In Balinese culture, women are quietly powerful, central to ceremony, community, and everyday life. That reverence lives in our work — crafted by hand with spirit.

We may have good taste, but we’re not dictators of style. Jewelry shouldn’t command — it should collaborate. The best pieces shift with you, shape to you, become yours. That’s where the magic is.

Our 18K Woman of Willendorf pendant is made to be played with — take her for a spin any time you like. Double-wrap the chain if you want her sitting higher. Flip it around. Layer it. Live in it. Love in it. Pass it on when you’re ready.

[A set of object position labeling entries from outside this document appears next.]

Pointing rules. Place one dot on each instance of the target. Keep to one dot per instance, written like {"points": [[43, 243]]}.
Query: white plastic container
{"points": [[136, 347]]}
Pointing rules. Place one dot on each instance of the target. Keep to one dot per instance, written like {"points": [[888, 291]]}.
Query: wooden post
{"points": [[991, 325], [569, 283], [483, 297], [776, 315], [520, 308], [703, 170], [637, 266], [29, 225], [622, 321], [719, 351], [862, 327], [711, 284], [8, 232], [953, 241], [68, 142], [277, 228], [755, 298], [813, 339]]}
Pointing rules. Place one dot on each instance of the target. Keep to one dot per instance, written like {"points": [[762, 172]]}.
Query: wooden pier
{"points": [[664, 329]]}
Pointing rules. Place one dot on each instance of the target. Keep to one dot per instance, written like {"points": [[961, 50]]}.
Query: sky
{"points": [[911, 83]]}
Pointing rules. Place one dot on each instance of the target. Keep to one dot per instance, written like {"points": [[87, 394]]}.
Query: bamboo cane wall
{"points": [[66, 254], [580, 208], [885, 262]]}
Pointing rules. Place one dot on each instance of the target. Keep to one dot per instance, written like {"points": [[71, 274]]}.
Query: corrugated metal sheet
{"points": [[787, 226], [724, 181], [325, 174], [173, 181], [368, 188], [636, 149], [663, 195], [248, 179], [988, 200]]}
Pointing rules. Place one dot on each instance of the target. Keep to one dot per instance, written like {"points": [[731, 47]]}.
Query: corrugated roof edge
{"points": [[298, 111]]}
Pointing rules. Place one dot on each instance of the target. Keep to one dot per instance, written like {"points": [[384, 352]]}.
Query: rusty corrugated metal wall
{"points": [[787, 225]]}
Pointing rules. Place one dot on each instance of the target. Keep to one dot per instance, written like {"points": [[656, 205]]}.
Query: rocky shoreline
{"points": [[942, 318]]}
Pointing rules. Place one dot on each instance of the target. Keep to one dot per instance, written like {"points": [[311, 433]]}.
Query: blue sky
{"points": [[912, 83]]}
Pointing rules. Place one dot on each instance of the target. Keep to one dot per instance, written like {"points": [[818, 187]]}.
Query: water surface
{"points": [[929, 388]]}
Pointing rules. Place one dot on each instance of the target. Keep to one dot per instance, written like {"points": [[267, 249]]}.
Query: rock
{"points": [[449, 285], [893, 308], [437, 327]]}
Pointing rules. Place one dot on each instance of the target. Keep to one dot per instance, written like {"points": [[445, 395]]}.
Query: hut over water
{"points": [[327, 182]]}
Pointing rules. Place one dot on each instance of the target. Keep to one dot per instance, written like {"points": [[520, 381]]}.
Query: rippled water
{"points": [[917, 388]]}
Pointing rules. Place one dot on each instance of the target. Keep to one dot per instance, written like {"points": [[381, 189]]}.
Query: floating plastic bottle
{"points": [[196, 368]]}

This is what sustainable fine jewelry looks like — made with intention, worn with pride, passed on with love.

Every Mother Was Once a Girl, and Still Is

This Mother’s Day, we’re toasting the women who did far more than raise us— they armed us. They knew exactly what they were doing when they passed down jewelry — or slipped us sharp truths between sips of tea in sun-drenched kitchens, while the men cracked jokes in the next room.

You will forever be able to feel them in the weight of what they give you. In the warmth of the gold. In the decisive snap of a clasp. And if you listen closely — you can still hear the girl they used to be. The one who never really left.

That spirit runs through every CARINA HARDY design. Jewelry with history. With heart. And with skin in the game. Made not just by a fine jewelry designer, but by those who remember what it means to be given something that matters.